8. International Comparison of the Pay Gap
The UK has a relatively high pay gap compared to other countries. However meaningful direct comparison between countries can be complicated by underlying structural labour market differences. For example, Figure 9 shows that Italy has a low overall pay gap (7.4%) and Nordic countries, despite good performance in areas like female employment, childcare costs and parental leave, still have quite high gender pay gaps - for example Finland with 18.7% .
Figure 9: Overall pay gap in 2013 - EU member states (where data is available)
Source: Eurostat - gender pay gap in unadjusted form [table: earn_gr_gpgr2]

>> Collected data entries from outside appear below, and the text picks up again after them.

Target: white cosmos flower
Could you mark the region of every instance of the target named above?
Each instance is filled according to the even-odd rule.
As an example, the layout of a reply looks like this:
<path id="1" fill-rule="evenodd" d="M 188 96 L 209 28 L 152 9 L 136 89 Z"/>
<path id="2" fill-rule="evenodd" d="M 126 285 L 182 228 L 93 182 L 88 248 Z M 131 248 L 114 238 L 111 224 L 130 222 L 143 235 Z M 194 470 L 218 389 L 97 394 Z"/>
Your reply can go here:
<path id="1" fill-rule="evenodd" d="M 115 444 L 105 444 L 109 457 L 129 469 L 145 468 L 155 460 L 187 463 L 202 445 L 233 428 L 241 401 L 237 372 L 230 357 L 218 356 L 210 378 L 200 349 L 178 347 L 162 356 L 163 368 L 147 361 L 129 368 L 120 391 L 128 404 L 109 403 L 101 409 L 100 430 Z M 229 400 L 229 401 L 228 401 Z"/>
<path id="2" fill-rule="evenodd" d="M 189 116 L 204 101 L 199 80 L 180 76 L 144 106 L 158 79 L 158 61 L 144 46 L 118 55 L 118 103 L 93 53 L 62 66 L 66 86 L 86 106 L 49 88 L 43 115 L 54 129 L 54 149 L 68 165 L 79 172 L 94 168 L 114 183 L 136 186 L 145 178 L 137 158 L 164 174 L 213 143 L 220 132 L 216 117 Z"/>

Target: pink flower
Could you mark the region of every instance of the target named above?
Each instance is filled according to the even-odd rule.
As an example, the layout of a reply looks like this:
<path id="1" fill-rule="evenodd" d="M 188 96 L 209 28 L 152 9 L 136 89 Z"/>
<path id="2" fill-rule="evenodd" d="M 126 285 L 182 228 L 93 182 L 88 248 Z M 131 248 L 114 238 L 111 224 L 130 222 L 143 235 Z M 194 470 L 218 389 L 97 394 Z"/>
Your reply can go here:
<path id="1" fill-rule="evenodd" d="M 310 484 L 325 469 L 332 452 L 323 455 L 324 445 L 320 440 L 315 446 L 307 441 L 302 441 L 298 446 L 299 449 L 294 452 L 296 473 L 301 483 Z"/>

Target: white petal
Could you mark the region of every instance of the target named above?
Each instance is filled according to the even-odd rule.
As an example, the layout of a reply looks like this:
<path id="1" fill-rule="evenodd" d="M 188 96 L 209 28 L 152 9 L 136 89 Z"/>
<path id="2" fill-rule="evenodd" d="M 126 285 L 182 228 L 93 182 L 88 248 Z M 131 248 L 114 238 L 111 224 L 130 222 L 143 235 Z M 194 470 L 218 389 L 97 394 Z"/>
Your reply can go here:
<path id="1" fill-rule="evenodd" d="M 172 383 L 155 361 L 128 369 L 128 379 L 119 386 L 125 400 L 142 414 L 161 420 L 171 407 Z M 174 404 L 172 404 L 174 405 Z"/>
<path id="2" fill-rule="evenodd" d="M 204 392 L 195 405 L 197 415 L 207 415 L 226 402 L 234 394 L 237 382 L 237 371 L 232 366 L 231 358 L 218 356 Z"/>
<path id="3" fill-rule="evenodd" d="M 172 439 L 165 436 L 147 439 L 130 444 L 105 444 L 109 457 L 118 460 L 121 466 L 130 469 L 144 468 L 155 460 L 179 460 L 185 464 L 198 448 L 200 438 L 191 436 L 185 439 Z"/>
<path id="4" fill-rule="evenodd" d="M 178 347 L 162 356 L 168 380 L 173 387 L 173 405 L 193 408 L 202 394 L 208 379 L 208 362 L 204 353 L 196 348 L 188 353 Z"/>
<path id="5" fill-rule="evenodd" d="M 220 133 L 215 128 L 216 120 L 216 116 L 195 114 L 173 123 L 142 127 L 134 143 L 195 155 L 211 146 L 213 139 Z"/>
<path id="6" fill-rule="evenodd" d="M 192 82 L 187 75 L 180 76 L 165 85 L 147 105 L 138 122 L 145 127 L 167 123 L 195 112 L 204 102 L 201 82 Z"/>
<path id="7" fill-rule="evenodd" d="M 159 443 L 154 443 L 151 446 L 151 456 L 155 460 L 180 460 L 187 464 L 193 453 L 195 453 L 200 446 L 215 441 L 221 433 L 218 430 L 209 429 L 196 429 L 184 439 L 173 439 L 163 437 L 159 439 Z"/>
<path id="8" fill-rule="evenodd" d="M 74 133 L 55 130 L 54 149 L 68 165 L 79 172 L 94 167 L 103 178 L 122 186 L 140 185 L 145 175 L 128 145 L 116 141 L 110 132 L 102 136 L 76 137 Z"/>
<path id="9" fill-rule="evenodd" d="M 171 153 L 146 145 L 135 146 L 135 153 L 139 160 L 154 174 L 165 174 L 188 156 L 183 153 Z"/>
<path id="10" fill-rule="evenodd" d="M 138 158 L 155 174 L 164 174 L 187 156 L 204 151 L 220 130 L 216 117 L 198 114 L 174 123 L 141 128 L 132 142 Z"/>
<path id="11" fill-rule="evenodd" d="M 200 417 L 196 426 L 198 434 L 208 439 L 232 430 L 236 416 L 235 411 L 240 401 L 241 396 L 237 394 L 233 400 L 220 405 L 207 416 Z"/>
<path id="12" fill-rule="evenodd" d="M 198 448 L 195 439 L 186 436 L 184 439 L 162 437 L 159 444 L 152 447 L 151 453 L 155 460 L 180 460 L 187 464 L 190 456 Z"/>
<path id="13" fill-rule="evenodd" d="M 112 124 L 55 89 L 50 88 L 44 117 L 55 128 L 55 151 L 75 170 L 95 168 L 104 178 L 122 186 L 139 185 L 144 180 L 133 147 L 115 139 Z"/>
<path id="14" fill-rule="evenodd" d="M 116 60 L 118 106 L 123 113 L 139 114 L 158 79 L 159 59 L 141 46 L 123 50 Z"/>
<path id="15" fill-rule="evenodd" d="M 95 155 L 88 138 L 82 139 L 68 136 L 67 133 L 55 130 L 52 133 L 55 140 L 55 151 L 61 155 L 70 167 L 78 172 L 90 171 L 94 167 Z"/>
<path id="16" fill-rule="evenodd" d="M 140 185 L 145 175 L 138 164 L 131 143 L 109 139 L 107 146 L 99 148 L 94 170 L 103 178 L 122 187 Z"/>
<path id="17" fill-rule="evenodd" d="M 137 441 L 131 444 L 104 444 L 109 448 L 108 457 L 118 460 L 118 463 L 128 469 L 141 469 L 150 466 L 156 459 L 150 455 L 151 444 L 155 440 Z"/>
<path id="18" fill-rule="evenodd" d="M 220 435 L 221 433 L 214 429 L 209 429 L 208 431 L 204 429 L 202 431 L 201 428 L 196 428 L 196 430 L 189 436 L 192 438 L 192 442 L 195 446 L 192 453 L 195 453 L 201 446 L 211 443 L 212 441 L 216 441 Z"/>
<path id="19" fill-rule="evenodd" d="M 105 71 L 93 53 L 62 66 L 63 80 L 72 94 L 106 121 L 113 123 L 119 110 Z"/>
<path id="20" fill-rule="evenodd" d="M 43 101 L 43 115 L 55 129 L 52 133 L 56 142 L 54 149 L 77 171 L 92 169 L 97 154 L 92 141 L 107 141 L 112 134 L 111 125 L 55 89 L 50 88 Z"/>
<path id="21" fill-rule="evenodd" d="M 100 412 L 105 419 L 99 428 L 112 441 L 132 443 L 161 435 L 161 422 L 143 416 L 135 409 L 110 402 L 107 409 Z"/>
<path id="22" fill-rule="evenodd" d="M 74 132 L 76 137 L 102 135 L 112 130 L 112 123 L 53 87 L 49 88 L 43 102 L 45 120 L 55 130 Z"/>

Looking at the 'shape' of the gender pay gap across age groups (see Figure 10), the UK and Nordic countries tend to have higher pay gaps higher in age groups where women are more likely to be undertaking unpaid care.
Italy, in contrast, has a relatively flat pay gap across the age groups. However this is most likely a reflection of its relatively high gender employment gap - fewer women employed, especially in part-time work results in a lower overall pay gap.
This suggests that whilst countries with more gender equality tend to do better in terms of female employment rates, this does not necessarily reduce the pay gap.
Figure 10: Gender pay gap by age group - 2013
Source: Scottish Government analysis of Eurostat data: Gender pay gap in unadjusted form by age in % - NACE Rev. 2, B-S excluding O (structure of earnings survey methodology) [earn_gr_gpgr2ag]
Figure 11: Difference in overall employment rate of women and men - 2014
Source: Scottish Government analysis of Eurostat data: Employment (main characteristics and rates) - annual averages [lfsi_emp_a]
KEY MESSAGE: countries with higher gender equality and female labour market participation do not necessarily perform best in terms of the pay gap. The pay gap, is also substantially influenced by labour market participation rates, and wider cultural factors.